We asked four AI coding agents to rebuild Minesweeper—the results were explosive

By Kyle OrlandGaming – Ars Technica

The idea of using AI to help with computer programming has become a contentious issue. On the one hand, coding agents can make horrific mistakes that require a lot of inefficient human oversight to fix, leading many developers to lose trust in the concept altogether . On the other hand, some coders insist that AI coding agents can be powerful tools and that frontier models are quickly getting better at coding in ways that overcome some of the common problems of the past.

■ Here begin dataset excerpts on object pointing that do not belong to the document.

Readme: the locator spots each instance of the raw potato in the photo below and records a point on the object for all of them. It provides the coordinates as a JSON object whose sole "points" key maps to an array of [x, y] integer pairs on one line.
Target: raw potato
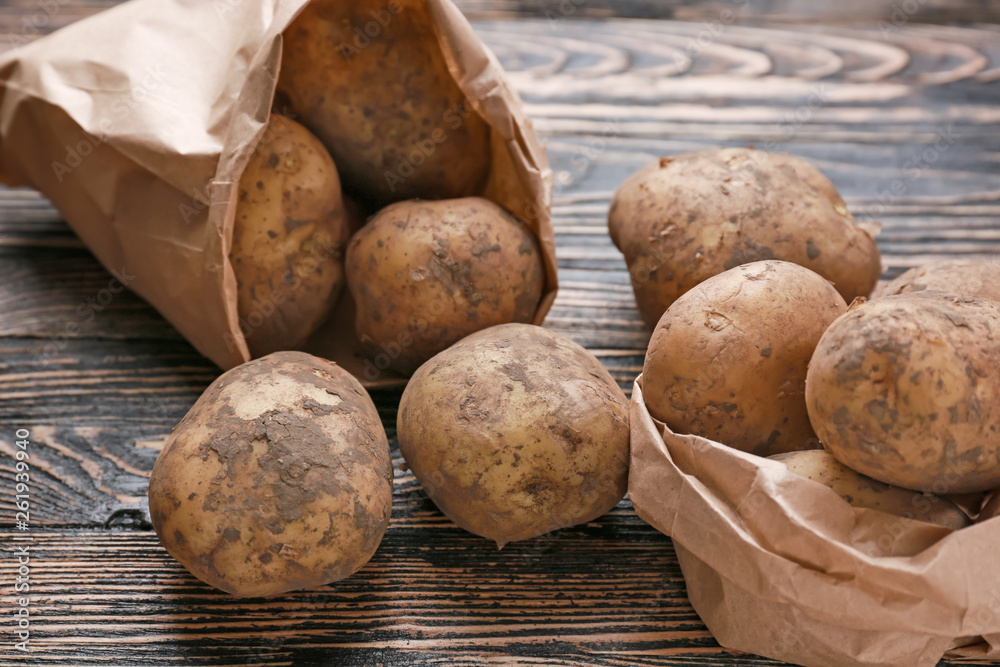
{"points": [[958, 276], [991, 509], [288, 239], [727, 361], [516, 431], [278, 479], [689, 217], [904, 389], [426, 274], [384, 102], [861, 491]]}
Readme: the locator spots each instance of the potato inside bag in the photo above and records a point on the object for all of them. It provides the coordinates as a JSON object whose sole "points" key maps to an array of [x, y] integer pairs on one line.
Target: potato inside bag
{"points": [[137, 123]]}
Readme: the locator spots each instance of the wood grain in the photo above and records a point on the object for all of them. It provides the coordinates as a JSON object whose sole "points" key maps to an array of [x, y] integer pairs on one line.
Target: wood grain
{"points": [[863, 96]]}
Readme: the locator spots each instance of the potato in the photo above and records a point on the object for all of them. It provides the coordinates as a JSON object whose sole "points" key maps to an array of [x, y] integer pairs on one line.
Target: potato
{"points": [[904, 389], [728, 359], [958, 276], [369, 78], [861, 491], [426, 274], [991, 509], [278, 479], [288, 239], [516, 431], [692, 216]]}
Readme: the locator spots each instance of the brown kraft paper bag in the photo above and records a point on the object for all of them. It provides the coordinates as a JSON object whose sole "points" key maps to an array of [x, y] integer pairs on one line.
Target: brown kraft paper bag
{"points": [[782, 566], [137, 123]]}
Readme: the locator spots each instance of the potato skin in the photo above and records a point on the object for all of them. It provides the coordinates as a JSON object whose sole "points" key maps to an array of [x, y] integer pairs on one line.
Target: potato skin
{"points": [[426, 274], [904, 389], [991, 509], [278, 479], [516, 431], [288, 239], [728, 359], [958, 276], [862, 491], [388, 110], [689, 217]]}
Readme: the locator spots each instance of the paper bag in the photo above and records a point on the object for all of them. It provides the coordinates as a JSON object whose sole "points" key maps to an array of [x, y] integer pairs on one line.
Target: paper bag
{"points": [[137, 123], [782, 566]]}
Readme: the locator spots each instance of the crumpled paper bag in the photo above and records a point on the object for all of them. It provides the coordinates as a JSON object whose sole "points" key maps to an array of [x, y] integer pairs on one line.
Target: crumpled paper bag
{"points": [[782, 566], [137, 123]]}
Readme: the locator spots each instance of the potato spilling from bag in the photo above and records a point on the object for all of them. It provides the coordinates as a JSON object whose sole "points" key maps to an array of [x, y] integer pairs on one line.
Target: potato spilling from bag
{"points": [[905, 389], [516, 431], [728, 359], [278, 479], [426, 274], [689, 217], [370, 80], [288, 239], [977, 278], [861, 491]]}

To see how effective these modern AI coding tools are becoming, we decided to test four major models with a simple task: re-creating the classic Windows game Minesweeper . Since it’s relatively easy for pattern-matching systems like LLMs to play off of existing code to re-create famous games, we added in one novelty curveball as well. Our straightforward prompt: Make a full-featured web version of Minesweeper with sound effects that 1) Replicates the standard Windows game and 2) implements a surprise, fun gameplay feature. Include mobile touchscreen support. Ars Senior AI Editor Benj Edwards fed this task into four AI coding agents with terminal (command line) apps: OpenAI’s Codex based on GPT-5, Anthropic’s Claude Code with Opus 4.5, Google’s Gemini CLI , and Mistral Vibe . The agents then directly manipulated HTML and scripting files on a local machine, guided by a “supervising” AI model that interpreted the prompt and assigned coding tasks to parallel LLMs that can use software tools to execute the instructions. All AI plans were paid for privately with no special or privileged access given by the companies involved, and the companies were unaware of these tests taking place. Ars Senior Gaming Editor (and Minesweeper expert ) Kyle Orland then judged each example blind, without knowing which model generated which Minesweeper clone. Those somewhat subjective and non-rigorous results are below.